If you’ve never meditated before, it can be a bit difficult at first to reach the optimal state of concentration and relaxation. However, by following a few simple steps and practicing frequently, it will get easier and easier.

Woman meditating at home

First of all, create atmosphere

Before preparing the environment for meditation, you have to decide whether to do the exercise freely, following a few small guidelines or guided by an application or video.

The applications are very useful: you can program the time you want to dedicate and the level from which you start. Also, it will always be an easier way if it is someone who is just starting out.

Once you have decided how to do it, you will have to take into account the following aspects to get the most out of it:

  • Find a quiet place. It is essential to find a corner that is as silent as possible, where the possibility of interruption is minimal or null. If the activity is interrupted, the proper result may not be obtained.
  • Comfortable position. The lotus position is the classic choice for meditation, but it can be started using other poses, even lying down. The important thing is that, no matter how you are positioned, there is no muscle tension and that we can forget about our body.
  • Avoid distractions. As indicated above, it is essential to avoid all sources of distraction: turn off the telephone, the television, close the door of the room, avoid noises from outside … The climate must be relaxed in order to focus on bodily sensations.
  • Finally, find the right moment.
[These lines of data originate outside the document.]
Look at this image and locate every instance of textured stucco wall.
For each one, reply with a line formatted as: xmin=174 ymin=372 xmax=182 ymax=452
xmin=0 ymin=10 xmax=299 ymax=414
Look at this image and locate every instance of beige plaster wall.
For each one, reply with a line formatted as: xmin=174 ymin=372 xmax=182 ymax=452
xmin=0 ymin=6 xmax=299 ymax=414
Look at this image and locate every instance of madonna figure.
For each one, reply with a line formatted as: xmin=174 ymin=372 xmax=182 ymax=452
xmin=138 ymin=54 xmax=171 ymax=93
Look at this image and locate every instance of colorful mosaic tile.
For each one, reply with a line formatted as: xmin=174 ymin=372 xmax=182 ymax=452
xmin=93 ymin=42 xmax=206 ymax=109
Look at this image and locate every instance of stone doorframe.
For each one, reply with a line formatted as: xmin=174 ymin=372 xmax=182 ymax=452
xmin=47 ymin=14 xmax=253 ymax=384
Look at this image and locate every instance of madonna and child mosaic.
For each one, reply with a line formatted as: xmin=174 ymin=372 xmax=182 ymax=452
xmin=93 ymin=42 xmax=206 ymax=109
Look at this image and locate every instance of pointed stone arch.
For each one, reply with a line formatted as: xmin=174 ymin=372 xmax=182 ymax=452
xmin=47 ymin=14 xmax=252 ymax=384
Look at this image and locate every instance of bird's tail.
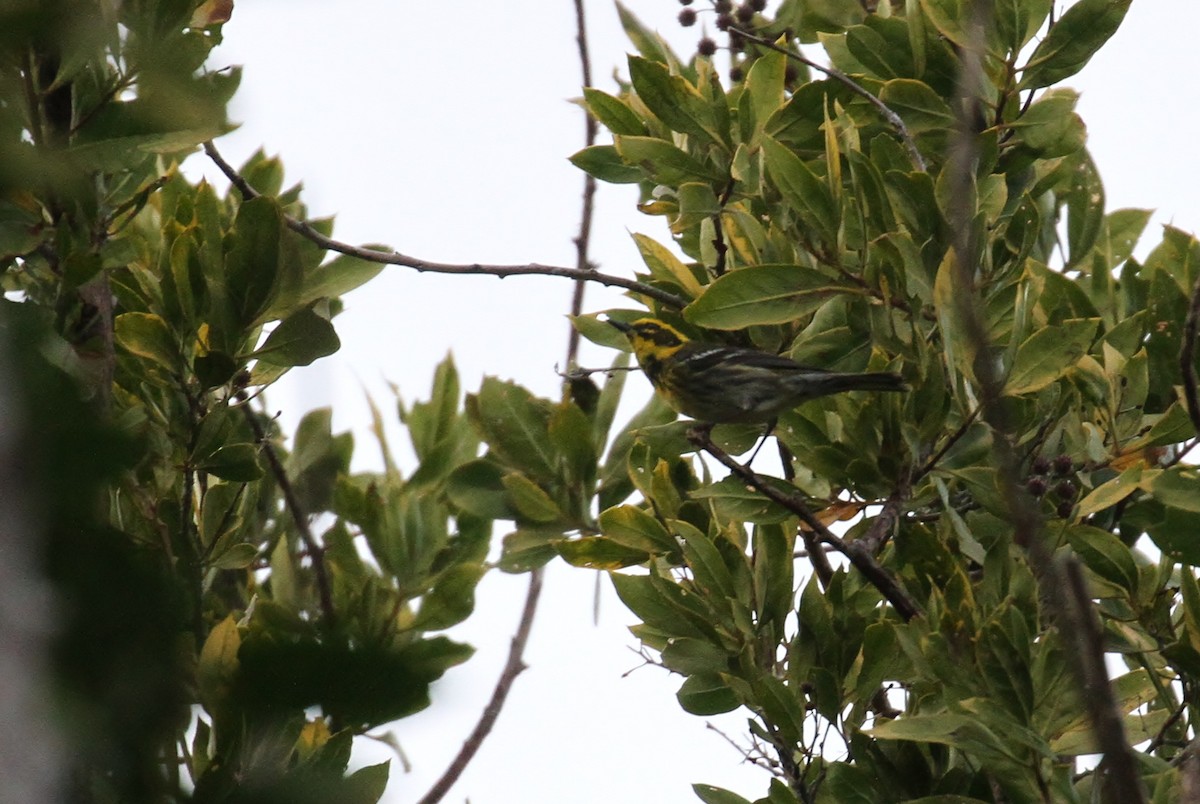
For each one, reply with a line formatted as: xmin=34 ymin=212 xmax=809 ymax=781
xmin=793 ymin=371 xmax=908 ymax=398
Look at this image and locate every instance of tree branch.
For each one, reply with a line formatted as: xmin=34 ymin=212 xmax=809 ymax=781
xmin=241 ymin=404 xmax=337 ymax=630
xmin=730 ymin=28 xmax=926 ymax=173
xmin=1180 ymin=272 xmax=1200 ymax=436
xmin=566 ymin=0 xmax=596 ymax=371
xmin=688 ymin=427 xmax=923 ymax=620
xmin=204 ymin=140 xmax=688 ymax=310
xmin=947 ymin=0 xmax=1146 ymax=804
xmin=418 ymin=568 xmax=542 ymax=804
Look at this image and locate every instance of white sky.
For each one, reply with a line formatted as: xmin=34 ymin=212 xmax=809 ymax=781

Although meditation is to reach a state of relaxation, if it is done while being activated or in a hurry, it will be very difficult to do it correctly and it will have been of no use. Therefore, you have to choose a time when you feel moderately well, you can spend time without haste and in which you can take advantage of it.

Basic exercises to meditate at home

There are different techniques or meditation exercises, but some of them are easier to start and meditate at home.

1. Breathing exercises

It is the most basic exercise of relaxation and meditation and consists of working the breath. Controlling this physiological mechanism is essential to relax and, although it may seem very easy, it requires practice and concentration.

Forgetting about external stimuli, we will begin to take deep and slow breaths, paying attention to them and seeing how the body becomes more and more relaxed. If thoughts appear, try to ignore them and return to paying attention to your own body.

This exercise, in addition to being very useful in itself, is a practice that must be carried out and maintained in the rest. Therefore, it will serve to get started and use it as a basis for the rest.

2. Objective observation

Although in the previous exercise you were encouraged to avoid thoughts, in this exercise the opposite is the case. Objective observation consists of relaxing the body and letting the thoughts flow silently.

Thus, it will be necessary to focus on observing the thoughts, without trying to change them or intervene. Simply, pay attention to them without recreating ourselves and finding them.

Ultimately, it is about being a spectator of thoughts and not getting carried away by them. Thinking about them, without judging them, like watching them pass in front of us without staying with any one in particular.

3. Body scan

Another simple exercise to meditate at home is the Body Scan . In this exercise, while we are in a comfortable position and controlling our breathing, we must mentally look at different areas of the body and the sensations that are experienced.

To do this, first you have to try to leave your mind blank and, then, go thinking in a focused way about different muscle groups.

For example, start connected with the feet, feel them, without judging them and notice the sensations that we have in them. Then move on to the legs, notice the weight, the heat, the shape … and so on, until it runs through the entire body.

Woman meditating at home

View progress

Like all exercise, the fundamental thing is to persist, be constant and be patient. Probably in the beginning you will not notice great advances and maybe it will disappoint you a little. However, it is very difficult to make a profit in the short term. For this, it is necessary to give ourselves time and try again even though it does not turn out as we wanted.

They say that a habit is built in about 21 days, but beyond that, you have to build a new lifestyle, integrate that activity into your routine and try to find the right time and environment. Especially when it comes to working on more emotional aspects, such as meditation, the progression is slow, but the growth is enormous.